What you should know about Apple’s Advanced Video Quality Tool

By November 30, 2021

Advances in video technology continue to drive the need for new ways of understanding, measuring, and improving the quality of what your viewers see. Regardless of the device they’re watching on or what service they’re watching, today’s viewers continue to demand the highest quality streams — even if they’re bingeing their favorite show for the twentieth time.

In this post, we’re going to take a deep look at Apple’s recently announced Advanced Video Quality Tool (AVQT). We’ll break down what you need to know about the tool, how it compares to SSIMWAVE’s SSIMPLUS® Viewer Score, and what it means for video providers.

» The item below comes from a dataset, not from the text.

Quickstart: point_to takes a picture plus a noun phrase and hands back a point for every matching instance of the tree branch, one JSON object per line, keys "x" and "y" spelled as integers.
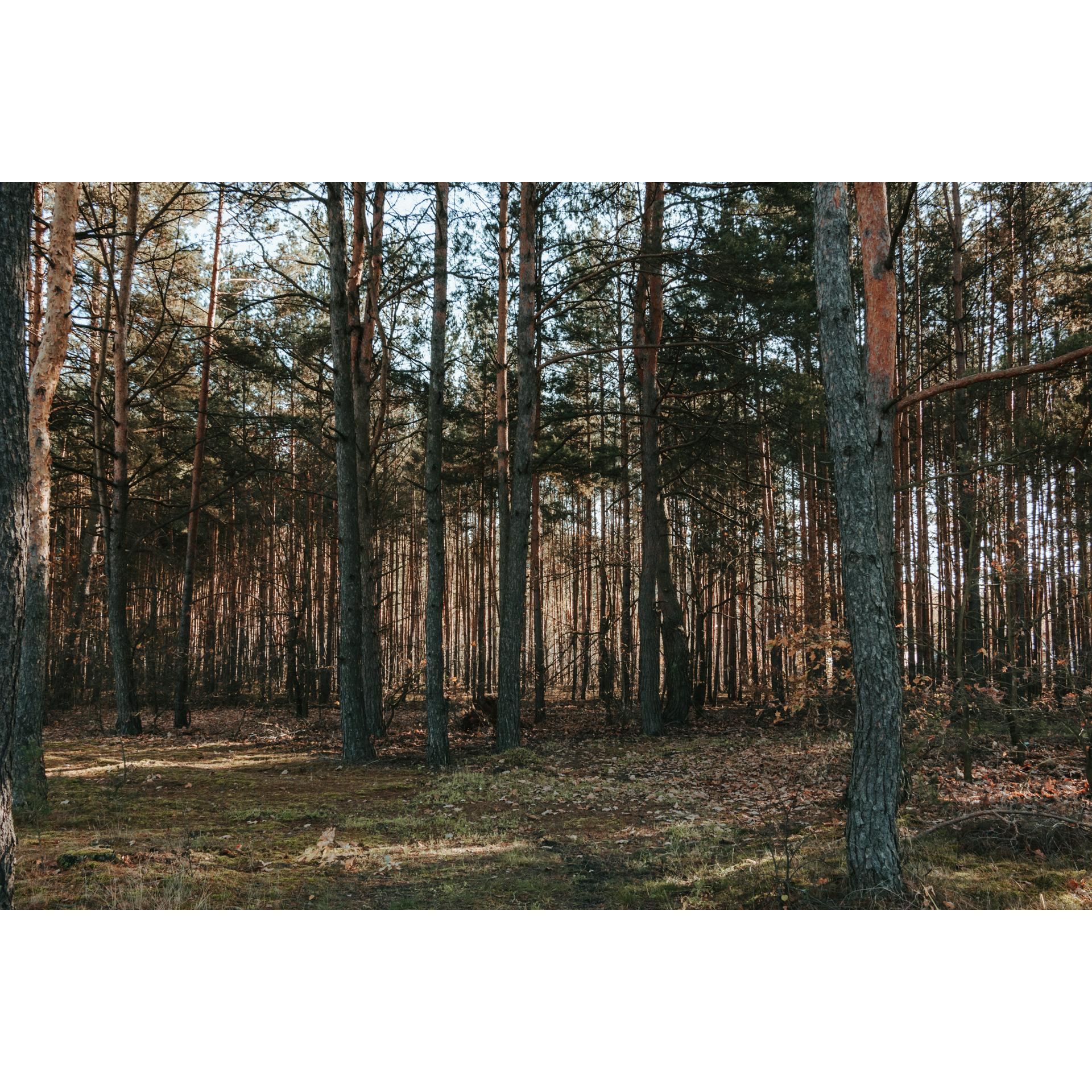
{"x": 900, "y": 225}
{"x": 982, "y": 377}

What is Apple’s Advanced Video Quality Tool?

Apple announced AVQT at their World Wide Developer Conference this past June. AVQT is a command-line tool available for macOS devices only. 

It provides a full-reference metric, similar to PSNR and VMAF ( input and output videos are needed; it doesn't work as a no-reference algorithm). The tool computes frame level and segment level scores and supports a variety of codecs and formats. AVQT also supports the comparison of videos with different resolutions and takes viewing device resolution and viewing distance into account.

The scores range from one (1) to five (5), with one being the worst quality and five excellent. AVQT offers mid-point/ floating scores, but there is no concrete way to define whether that score is excellent or good or some other definition. AVQT offers mid-point/floating scores like 4.5, for example, but there is no definition on how to map such scores to different ACR (Absolute Category Rating) categories. It is not obvious to a user if 4.5 falls in the excellent or good category.

AVQT is a command-line tool without a GUI. Test and reference videos are passed along with a selection of options to begin the measurement process. Again, since the tool is macOS-only, it cannot be run on a Windows or LINUX system. 

Hits and misses — evaluating AVQT’s performance

There are many parts to an effective quality measurement. We’re going to use nine of the most important success criteria for a viewer experience metric to evaluate AVQT. 

Consistent across content types

In our review, we provided AVQT with two types of video - one simple frame without objects and one sports frame. These two videos had different perceptual qualities. AVQT gave both frames similar scores, but the viewing experience didn’t reflect that. The perceptual quality of the second sample was far higher. If the score range is zero to 100, a 70 for animation should perceptually match 70 for a sports or news broadcast. 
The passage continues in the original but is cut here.